Moreover, EHR adoption might pose unanticipated challenges to existing healthcare systems if not managed appropriately. Windle et al49 in their findings indicated the perception of clinicians on the impact of EHR in impeding the workflow and communication, and prolonging their workday. EHR implementation causes physician burn-out due to contributing factors like increased documentation, which are significantly underestimated.50 These challenges need critical attention and should be addressed during the preimplementation phase.

Despite the various factors influencing the success of EHR adoption, there are opportunities that can maximise its potential. The most important scenario is a good perception of healthcare providers in using EMR systems.43 Also, most healthcare professionals are open-minded about using such systems whenever deployed or adopted.38 Moreover, the health information exchange infrastructure in LICs is immature or absent.
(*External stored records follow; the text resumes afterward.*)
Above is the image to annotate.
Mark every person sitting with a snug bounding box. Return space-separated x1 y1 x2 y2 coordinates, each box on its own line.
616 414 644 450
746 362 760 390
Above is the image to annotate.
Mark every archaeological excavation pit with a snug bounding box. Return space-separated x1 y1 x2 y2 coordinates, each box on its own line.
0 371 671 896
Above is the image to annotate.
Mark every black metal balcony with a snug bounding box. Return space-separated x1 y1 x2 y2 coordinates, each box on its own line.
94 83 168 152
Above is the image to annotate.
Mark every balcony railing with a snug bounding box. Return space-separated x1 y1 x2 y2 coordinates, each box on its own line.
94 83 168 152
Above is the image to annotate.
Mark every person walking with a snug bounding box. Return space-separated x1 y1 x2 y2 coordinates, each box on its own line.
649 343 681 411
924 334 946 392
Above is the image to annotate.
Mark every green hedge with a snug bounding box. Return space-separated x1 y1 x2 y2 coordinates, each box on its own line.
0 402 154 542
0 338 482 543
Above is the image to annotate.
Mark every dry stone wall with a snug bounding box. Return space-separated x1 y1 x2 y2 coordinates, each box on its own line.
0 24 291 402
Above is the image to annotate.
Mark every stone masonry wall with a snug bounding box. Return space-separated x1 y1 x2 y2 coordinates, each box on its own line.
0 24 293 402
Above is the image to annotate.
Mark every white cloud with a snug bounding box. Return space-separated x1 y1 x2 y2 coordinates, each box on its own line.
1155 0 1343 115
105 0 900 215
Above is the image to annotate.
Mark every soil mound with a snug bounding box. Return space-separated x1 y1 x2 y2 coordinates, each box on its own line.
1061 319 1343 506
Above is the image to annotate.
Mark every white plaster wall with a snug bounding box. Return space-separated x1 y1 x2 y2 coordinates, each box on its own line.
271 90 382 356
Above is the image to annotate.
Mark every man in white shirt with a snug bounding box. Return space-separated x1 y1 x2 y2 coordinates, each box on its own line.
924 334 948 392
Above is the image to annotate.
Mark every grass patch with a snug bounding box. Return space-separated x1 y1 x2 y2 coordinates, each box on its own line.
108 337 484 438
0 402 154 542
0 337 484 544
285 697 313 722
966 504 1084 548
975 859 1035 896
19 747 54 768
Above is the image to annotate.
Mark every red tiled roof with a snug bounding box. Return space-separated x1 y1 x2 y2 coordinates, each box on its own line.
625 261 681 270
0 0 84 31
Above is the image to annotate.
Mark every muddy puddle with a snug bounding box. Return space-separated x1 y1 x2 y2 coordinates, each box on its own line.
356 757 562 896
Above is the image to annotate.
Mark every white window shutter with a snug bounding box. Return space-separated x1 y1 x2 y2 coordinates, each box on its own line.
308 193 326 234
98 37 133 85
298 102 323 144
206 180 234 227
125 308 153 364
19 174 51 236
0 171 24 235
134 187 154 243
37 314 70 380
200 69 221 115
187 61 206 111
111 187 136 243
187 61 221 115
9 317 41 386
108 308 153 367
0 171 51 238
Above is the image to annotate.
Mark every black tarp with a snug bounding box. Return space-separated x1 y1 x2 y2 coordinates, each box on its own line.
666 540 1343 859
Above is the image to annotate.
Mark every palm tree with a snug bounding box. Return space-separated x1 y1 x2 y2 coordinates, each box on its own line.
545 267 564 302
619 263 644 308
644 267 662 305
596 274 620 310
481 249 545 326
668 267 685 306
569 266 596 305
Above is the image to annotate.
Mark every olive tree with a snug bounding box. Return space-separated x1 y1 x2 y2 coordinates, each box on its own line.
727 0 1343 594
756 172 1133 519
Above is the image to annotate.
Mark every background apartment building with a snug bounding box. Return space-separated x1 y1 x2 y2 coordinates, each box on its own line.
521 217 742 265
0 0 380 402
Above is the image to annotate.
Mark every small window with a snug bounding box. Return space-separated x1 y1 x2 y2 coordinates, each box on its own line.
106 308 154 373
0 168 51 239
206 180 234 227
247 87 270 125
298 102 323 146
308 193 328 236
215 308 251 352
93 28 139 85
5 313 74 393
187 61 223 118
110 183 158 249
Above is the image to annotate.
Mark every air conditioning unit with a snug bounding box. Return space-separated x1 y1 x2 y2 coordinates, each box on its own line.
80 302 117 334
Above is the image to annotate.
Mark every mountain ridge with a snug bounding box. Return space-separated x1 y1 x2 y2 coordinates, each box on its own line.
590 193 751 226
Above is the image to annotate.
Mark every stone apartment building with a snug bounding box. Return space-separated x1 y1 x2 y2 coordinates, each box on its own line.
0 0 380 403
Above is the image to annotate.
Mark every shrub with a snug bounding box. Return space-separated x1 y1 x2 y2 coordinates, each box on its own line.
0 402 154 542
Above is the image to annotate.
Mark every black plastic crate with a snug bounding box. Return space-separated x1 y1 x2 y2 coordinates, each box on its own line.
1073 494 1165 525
These findings are in line with those mentioned in the studies conducted by Amend et al51 which considers stakeholder readiness, change management, accessibility and ownership, EHR structure and external factors as key facilitators for EHR adoption.

Multiple studies indicated the impact of EHR systems in capitalising on quality in healthcare delivery.34 38–41 44 Studies conducted in countries other than LICs indicated the significance of EHR systems in enhancing the quality of healthcare in terms of safety, effectiveness, people-centredness, timeliness, efficiency, equity and provision of integrated services.52 53 This study portrayed a clear image of EHR systems adoption status, challenges and opportunities in LICs to enhance the quality of healthcare delivery.

Conclusion

EHR adoption is at early stage in most LICs, with different types of EHRs being used. It is facilitated or influenced by people, environment, tools, tasks and the interaction among these four factors. Unanticipated challenges such as physician burn-out are creating a challenge in slowing down EHR adoption.

Strengths

The review followed a protocol to select and synthesise relevant studies on the topic. Further, it identified research gaps to be addressed by future researchers. Overall, because of absence of previous systematic reviews in LICs, the findings could help develop implementation strategies and policies.

Limitations

The search result was vulnerable to various problems, such as reporting bias or lack of enough research outputs from LICs, as only studies from eight countries out of 28 were included. Additionally, a literature search was conducted only on PubMed, Science Direct, IEEE Xplore and journals of health informatics in developing countries. However, the quality of the studies was not compromised by following the review protocol.

Implications for practice, policy and future research

The review findings suggest all actors involved in EHR systems should collaborate effectively to yield a better outcome in healthcare delivery. This can be supported through EHR adoption policies, which are currently missing in many countries. Future research should focus on comparative studies on the practice of EHR systems in developing and developed countries.